Risk of FreeNAS as Virtual File Server

file-sharingfilesystemstruenasvirtualizationzfs

There is much debate as to whether FreeNAS can be run as a virtual machine.

The official position is that yes, but there is additional configuration required.

If I cannot guarantee that I can follow these recommendations, am I more vulnerable to failure – especially catastrophic failure – than if I run a vanilla Linux system with EXT4/XFS, or FreeBSD with UFS?

Specifically, assume I won't be able to do PCI passthrough nor can I disable write caching. Furthermore, I will only have one vDisk for storage (A VMDK backed by hardware RAID) so no RAIDZ. Obviously, there will be backups.

EDIT: To clarify why I want to do this – I need a file server, and this is the infrastructure I have to work with. If I need to I could get the extra vDisks to setup RAIDZ, but otherwise that's it. I was looking for a good file server solution, and FreeNAS seemed to fit the bill. Except that there were all of these dire warnings about virtualizing ZFS and how you can lose all of your data and corrupt your backups.

I realize that deploying FreeNAS on this infrastructure is risky. My question is: is it riskier than the alternatives?

EDIT2: I seem to be having trouble communicating my intent. FreeNAS with ZFS is a rock solid NAS platform. However, from what I have read, it seems that the features that make ZFS more reliable as a bare metal file server can actually work against you if you run it on a standard VM configuration. If so, then using a different file system is better choice on standard VM settings (i.e. no direct IO, write cache enabled). Is this a correct assessment?

Best Answer

General answer

If I cannot guarantee that I can follow these recommendations, am I more vulnerable to failure - especially catastrophic failure - than if I run a vanilla Linux system with EXT4/XFS, or FreeBSD with UFS?

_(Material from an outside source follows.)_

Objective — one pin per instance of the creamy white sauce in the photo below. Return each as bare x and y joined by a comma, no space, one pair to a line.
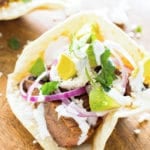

The risks are different and not directly comparable.

  • I would always prefer a ZFS system, even without redundant vdevs, if only for the knowledge of data integrity (even if I have to restore from backup, I like to know that I have to restore from backup, instead of silent corruption I am not even aware of). Also features like send/recv or snapshots make your live much easier and have nothing to do with integrity.
  • Speaking of catastrophic failure, only backups will prevent you from that, and you need them even if your normal system is highly reliable, so it makes sense to first start with the backups (as you already did) to get that out of the way and then think about what other quality of service you require and with which downsides you can live with.
  • In theory, more complex systems are more error-prone, but as all mentioned file systems are over 10 years old, actively used and maintained, I would say the majority of bugs has been ironed out already (which does not mean there are none left, of course).
  • One may argue that copy-on-write file systems are inherently safer because they never overwrite live data and therefore cannot corrupt it. I assume this risk is more theoretical and much more influenced by other things, like the actual implementation and the handling of metadata.

Specific to your case

If you look at the referenced recommendations and dissect them, you notice a few things:

  1. If you are not using PCI passthrough (more on that below), then you must disable the scrub tasks in ZFS. The hardware can “lie” to ZFS so a scrub can do more damage than good, possibly even permanently destroying your zpool.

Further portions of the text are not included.